Worse still, the planned import of four different types of new Light Water Reactor (LWR) technology will make India’s nuclear-power complex the most diverse in the world. Technological diversity may be good to obviate reliance on one supplier. But the wide-ranging diversity India is getting into will make its safety responsibilities extremely arduous and complex, given the multiplicity of reactor designs it already has in place.

It takes a long time to create teams of experienced safety engineers for any reactor model. But when a particular reactor model is still not in operation anywhere, training of engineers cannot even begin. By contrast, India has immense experience in building, operating and safeguarding indigenous CANDU-style reactors.

The chain of incidents engulfing all six Fukushima Daiichi reactors was triggered by their close proximity to each other. With a flare-up at one reactor affecting systems at another, Japan ended up with serial blasts, fires, spent-fuel exposures, and other radiation leaks.

This seriously calls into question India’s decision to approve the construction of six and more large reactors at each new nuclear park. The plans to build clusters of reactors must now be abandoned.

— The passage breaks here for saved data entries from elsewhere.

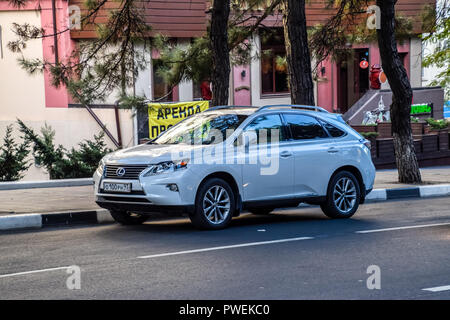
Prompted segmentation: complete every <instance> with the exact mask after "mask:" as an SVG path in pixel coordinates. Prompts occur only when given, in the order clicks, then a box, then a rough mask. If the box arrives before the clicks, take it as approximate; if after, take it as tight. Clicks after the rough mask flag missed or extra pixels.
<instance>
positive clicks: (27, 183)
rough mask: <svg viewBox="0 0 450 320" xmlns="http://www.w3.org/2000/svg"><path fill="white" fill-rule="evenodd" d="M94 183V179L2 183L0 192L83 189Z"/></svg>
mask: <svg viewBox="0 0 450 320" xmlns="http://www.w3.org/2000/svg"><path fill="white" fill-rule="evenodd" d="M93 183H94V182H93V180H92V178H81V179H58V180H47V181H19V182H17V181H14V182H0V190H18V189H34V188H60V187H81V186H90V185H92V184H93Z"/></svg>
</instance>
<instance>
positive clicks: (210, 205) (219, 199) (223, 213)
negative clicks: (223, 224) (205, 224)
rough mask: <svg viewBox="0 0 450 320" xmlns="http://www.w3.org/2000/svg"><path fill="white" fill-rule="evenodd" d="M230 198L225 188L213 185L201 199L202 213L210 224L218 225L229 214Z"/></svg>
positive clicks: (229, 206)
mask: <svg viewBox="0 0 450 320" xmlns="http://www.w3.org/2000/svg"><path fill="white" fill-rule="evenodd" d="M230 205H231V202H230V196H229V195H228V192H227V190H225V188H223V187H221V186H218V185H215V186H212V187H211V188H209V189H208V191H206V193H205V196H204V197H203V213H204V215H205V217H206V219H208V221H209V222H210V223H212V224H220V223H222V222H223V221H225V220H226V219H227V217H228V215H229V214H230Z"/></svg>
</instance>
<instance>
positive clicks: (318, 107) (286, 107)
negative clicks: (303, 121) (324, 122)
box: [257, 104, 329, 113]
mask: <svg viewBox="0 0 450 320" xmlns="http://www.w3.org/2000/svg"><path fill="white" fill-rule="evenodd" d="M269 108H291V109H305V110H313V111H317V112H325V113H329V112H328V111H327V110H325V109H324V108H321V107H316V106H303V105H297V104H271V105H266V106H263V107H260V108H259V109H258V110H257V112H258V111H261V110H265V109H269Z"/></svg>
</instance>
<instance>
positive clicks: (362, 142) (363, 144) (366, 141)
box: [359, 139, 372, 150]
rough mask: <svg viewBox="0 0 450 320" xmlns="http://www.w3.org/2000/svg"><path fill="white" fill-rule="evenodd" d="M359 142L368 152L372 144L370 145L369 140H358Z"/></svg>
mask: <svg viewBox="0 0 450 320" xmlns="http://www.w3.org/2000/svg"><path fill="white" fill-rule="evenodd" d="M359 142H361V143H362V144H363V145H365V146H366V147H367V149H369V150H370V147H371V145H372V144H371V143H370V141H369V140H367V139H359Z"/></svg>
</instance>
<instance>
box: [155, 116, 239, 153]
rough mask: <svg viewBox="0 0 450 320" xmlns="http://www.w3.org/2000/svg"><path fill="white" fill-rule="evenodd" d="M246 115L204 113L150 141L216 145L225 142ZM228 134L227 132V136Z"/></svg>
mask: <svg viewBox="0 0 450 320" xmlns="http://www.w3.org/2000/svg"><path fill="white" fill-rule="evenodd" d="M246 118H247V115H243V114H235V113H216V112H205V113H199V114H196V115H193V116H192V117H189V118H187V119H186V120H184V121H182V122H180V123H179V124H177V125H176V126H174V127H172V128H170V129H169V130H167V131H166V132H164V133H163V134H162V135H160V136H159V137H158V138H156V139H155V140H153V141H152V143H155V144H191V145H192V144H216V143H219V142H222V141H225V139H226V138H227V130H231V131H233V130H235V129H236V128H237V127H239V125H240V124H241V123H242V122H243V121H244V120H245V119H246ZM229 134H230V132H228V135H229Z"/></svg>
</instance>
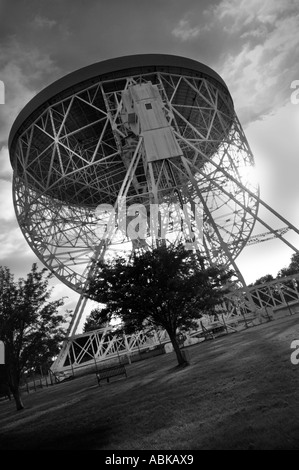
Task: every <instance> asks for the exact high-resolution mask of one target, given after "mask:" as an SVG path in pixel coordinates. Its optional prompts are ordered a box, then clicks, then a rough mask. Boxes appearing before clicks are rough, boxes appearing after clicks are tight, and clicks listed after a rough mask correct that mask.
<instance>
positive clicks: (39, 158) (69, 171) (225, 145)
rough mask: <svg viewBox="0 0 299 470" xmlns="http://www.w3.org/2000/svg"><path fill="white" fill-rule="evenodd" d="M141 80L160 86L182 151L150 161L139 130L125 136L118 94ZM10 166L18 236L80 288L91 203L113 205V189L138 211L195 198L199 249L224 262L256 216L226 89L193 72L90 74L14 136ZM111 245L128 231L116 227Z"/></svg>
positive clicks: (159, 91)
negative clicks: (142, 206) (243, 187)
mask: <svg viewBox="0 0 299 470" xmlns="http://www.w3.org/2000/svg"><path fill="white" fill-rule="evenodd" d="M149 82H150V83H152V84H153V85H155V86H156V87H157V89H158V90H159V93H160V96H161V100H162V106H163V108H164V109H163V111H164V113H165V116H166V118H167V123H168V124H169V126H171V129H172V131H173V134H174V135H175V137H176V140H177V143H178V145H179V147H180V149H181V155H178V156H174V157H172V158H167V159H166V158H165V159H161V160H156V161H151V162H149V161H148V157H147V155H146V151H145V146H144V143H143V140H144V136H140V135H135V134H134V135H133V136H132V131H131V129H130V128H129V127H128V126H126V123H125V122H124V119H123V109H124V107H123V96H124V91H126V90H128V88H130V87H132V86H134V85H136V84H143V83H145V84H146V83H149ZM148 101H149V100H148ZM132 163H133V164H132ZM13 165H14V169H15V172H14V199H15V208H16V213H17V217H18V221H19V224H20V227H21V229H22V231H23V234H24V236H25V238H26V240H27V241H28V243H29V245H30V246H31V247H32V249H33V251H34V252H35V253H36V254H37V256H38V257H39V258H41V259H42V261H43V262H44V263H45V264H46V266H47V267H48V268H49V269H50V270H51V271H52V272H54V274H55V275H56V276H57V277H58V278H59V279H61V280H62V281H63V282H64V283H66V284H67V285H68V286H69V287H71V288H73V289H75V290H77V291H78V292H81V291H82V289H83V286H84V284H85V281H86V275H87V273H88V272H89V267H90V264H91V263H92V260H93V259H94V255H95V252H96V250H97V248H98V245H99V240H98V239H97V236H96V229H97V227H98V225H97V224H98V219H97V217H96V213H95V209H96V207H97V206H98V205H99V204H104V203H106V204H112V205H115V203H116V201H117V199H118V198H119V197H120V196H121V195H123V196H125V197H126V203H127V205H131V204H143V205H145V207H149V204H150V203H157V204H161V203H167V204H176V203H179V204H181V205H182V204H189V205H190V204H192V203H193V204H194V203H195V204H197V206H201V207H202V208H203V214H204V215H203V237H201V239H200V237H196V238H197V243H199V244H200V246H198V248H200V250H202V251H204V252H205V254H206V255H207V256H208V257H209V258H210V259H211V261H212V262H214V261H217V262H222V263H225V264H227V263H229V262H230V260H231V259H235V258H236V257H237V256H238V254H239V253H240V251H241V250H242V248H243V247H244V245H245V244H246V241H247V240H248V237H249V236H250V233H251V231H252V228H253V225H254V222H255V218H256V215H257V208H258V198H254V197H252V196H251V194H250V193H249V192H247V191H244V188H243V187H242V186H241V185H240V183H242V184H244V185H245V186H246V188H248V189H250V190H251V191H252V192H253V194H254V195H258V187H257V185H254V184H253V183H252V179H250V169H251V168H252V166H253V157H252V154H251V152H250V149H249V147H248V144H247V141H246V138H245V136H244V133H243V131H242V128H241V126H240V124H239V122H238V120H237V117H236V115H235V113H234V109H233V104H232V100H231V98H230V95H229V93H228V91H227V90H226V89H225V87H224V86H222V85H221V84H220V83H217V82H216V80H215V79H212V78H210V77H208V76H203V77H196V76H194V73H192V72H191V71H186V72H185V74H182V73H180V74H178V73H165V72H160V71H157V72H155V73H154V74H153V73H152V72H151V73H144V72H143V73H138V74H132V75H128V76H126V77H121V78H119V79H108V80H98V81H97V82H96V83H94V84H92V85H89V86H86V87H84V88H83V89H80V90H79V91H77V92H74V93H72V94H69V96H68V97H67V98H63V99H60V100H57V99H55V100H54V102H53V104H49V105H48V106H47V107H46V108H45V109H44V111H43V112H41V113H38V115H37V116H36V118H35V119H32V121H31V122H30V124H29V125H28V126H26V128H25V129H24V131H23V132H22V133H20V135H19V137H18V140H17V142H16V145H15V150H14V154H13ZM248 177H249V178H248ZM169 231H171V229H170V228H169ZM149 235H150V234H149ZM112 241H114V243H120V242H125V241H126V237H119V234H117V233H116V234H115V236H114V239H112ZM114 243H110V249H113V245H114ZM227 244H228V245H229V246H230V250H229V255H228V250H227V249H226V248H225V246H226V245H227ZM105 245H107V244H105ZM101 249H104V250H105V251H107V249H108V247H107V246H105V247H101ZM118 249H119V247H118Z"/></svg>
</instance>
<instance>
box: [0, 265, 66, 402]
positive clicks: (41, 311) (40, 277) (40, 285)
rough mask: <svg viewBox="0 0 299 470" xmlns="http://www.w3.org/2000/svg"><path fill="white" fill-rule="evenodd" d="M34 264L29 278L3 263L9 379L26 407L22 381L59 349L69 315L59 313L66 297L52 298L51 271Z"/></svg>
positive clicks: (3, 295)
mask: <svg viewBox="0 0 299 470" xmlns="http://www.w3.org/2000/svg"><path fill="white" fill-rule="evenodd" d="M46 273H47V270H46V269H42V270H38V268H37V265H36V264H33V265H32V269H31V271H30V273H28V274H27V278H26V279H23V278H20V279H19V280H18V281H15V280H14V276H13V274H11V272H10V270H9V269H8V268H7V267H0V339H1V340H2V341H3V342H4V344H5V364H6V368H7V374H8V383H9V387H10V389H11V392H12V394H13V397H14V399H15V402H16V407H17V410H20V409H22V408H23V407H24V406H23V403H22V399H21V396H20V391H19V385H20V379H21V376H22V373H23V372H24V371H25V370H26V369H29V368H32V367H33V366H35V367H36V366H37V365H42V364H43V363H44V362H46V361H48V360H49V359H50V358H51V357H53V356H55V355H56V354H57V353H58V351H59V344H60V342H61V341H62V339H63V337H64V335H65V331H64V328H63V327H62V326H61V324H62V322H63V321H65V320H66V319H65V317H63V316H62V315H59V314H58V309H59V307H61V306H62V305H63V303H64V300H63V299H60V300H55V301H51V302H50V301H49V298H50V295H51V289H49V288H48V283H49V278H50V277H51V274H46Z"/></svg>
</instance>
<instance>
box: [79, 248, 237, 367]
mask: <svg viewBox="0 0 299 470" xmlns="http://www.w3.org/2000/svg"><path fill="white" fill-rule="evenodd" d="M231 276H232V272H231V271H230V272H227V271H226V270H225V269H223V268H222V267H221V266H213V267H211V266H210V267H205V260H204V258H203V257H201V256H199V255H198V253H193V252H191V251H186V250H185V249H184V247H183V246H182V245H180V246H177V247H174V246H170V247H166V246H165V245H163V246H160V247H158V248H155V249H154V250H152V251H147V252H145V253H143V254H138V255H137V254H134V255H133V256H132V258H131V259H130V260H129V261H128V260H126V259H124V258H121V257H119V258H117V259H115V260H113V261H109V262H106V263H105V262H99V263H98V271H97V273H96V275H95V276H94V278H93V279H92V280H91V281H90V284H89V289H88V295H89V297H91V298H92V299H94V300H96V301H98V302H101V303H103V304H105V305H106V306H105V308H104V309H102V310H101V312H100V315H99V316H98V319H99V321H100V322H109V321H111V319H112V318H120V319H121V321H122V322H123V325H124V329H125V332H127V333H132V332H134V331H140V330H141V329H143V328H144V327H145V326H146V327H149V326H152V327H162V328H163V329H165V330H166V331H167V333H168V335H169V338H170V340H171V342H172V345H173V348H174V351H175V353H176V356H177V360H178V363H179V364H180V365H185V364H186V360H185V358H184V356H183V355H182V352H181V350H180V347H179V344H178V341H177V334H178V332H179V331H184V330H185V331H186V330H188V329H190V328H192V327H194V326H195V324H196V323H195V319H199V318H201V317H202V315H203V314H214V313H215V307H216V305H219V304H220V303H221V302H222V301H223V299H224V295H225V294H226V293H227V291H228V290H227V289H226V288H225V287H224V285H225V284H226V283H227V281H228V280H229V279H230V278H231Z"/></svg>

At Fukushima, the spent-fuel rods — holding most of the highly radioactive uranium at the site — have proved a bigger radiation problem than the reactor cores. This shines a spotlight on the spent-fuel challenges at the sister but older plant in Tarapur, where the discharged fuel has been accumulating for over four decades because the U.S. has refused to either take it or allow India to reprocess it.

The mounting Tarapur spent-fuel stockpile poses greater safety and environmental hazards than probably at any other plant in the world. The spent-fuel rods — unlike the reactors — have no containment structure, and they endanger public safety in India’s densely-populated commercial heartland.

The spent-fuel bundles are kept under water in bays at a special facility at Tarapur. But such temporary pools have proven Fukushima’s Achilles heel.

The cost to move the spent-fuel rods in secure dry casks to a faraway desert area will be prohibitive. India already has borne high storage costs at Tarapur. Those costs should not only be billed to Washington, but India must exert pressure on America to agree to the immediate spent-fuel reprocessing under international safeguards — the only viable option to contain the risks.

India’s nuclear accident-liability legislation has seriously burdened the Indian taxpayer by capping the liability of foreign suppliers at a modest level. With the foreign vendors also freed from the task of producing electricity at marketable rates, the taxpayer is to subsidise the high-priced electricity generated. For the foreign vendors, there is no downside risk; only profits to reap. Yet GE and Westinghouse are unhappy with the state operator’s right of recourse.

The legislation was passed after the BJP — a party too compromised to be able to withstand pressures — cut a deal with the government. But after Fukushima, it is important to tighten some provisions of the legislation, which goes beyond U.S. law to channel both economic liability and legal liability to the state and abridge victims’ legal rights.

More broadly, before signing multibillion-dollar contracts, India must first formulate a coherent nuclear-power policy that also addresses safety issues. After all, Dr. Singh is seeking to take India from a largely indigenous capacity to a predominantly import-based programme by implicitly jettisoning Dr. Homi Bhabha’s vision and strategy. Not only is the goal of a self-reliant thorium fuel cycle now pie in the sky, but India is also set to become dependent on foreign suppliers even for critical safety-related replacement parts.

Actually, the corrupt means employed in engineering the nuclear deal must now lead to its long-blocked scrutiny by Parliament. A larger question haunting the country is whether it has institutionally become too corrupt to be able to effectively uphold nuclear safety in the long run — a concern reinforced by the troubled state of internal security, high incidence of terrorism and politicisation of the nuclear establishment.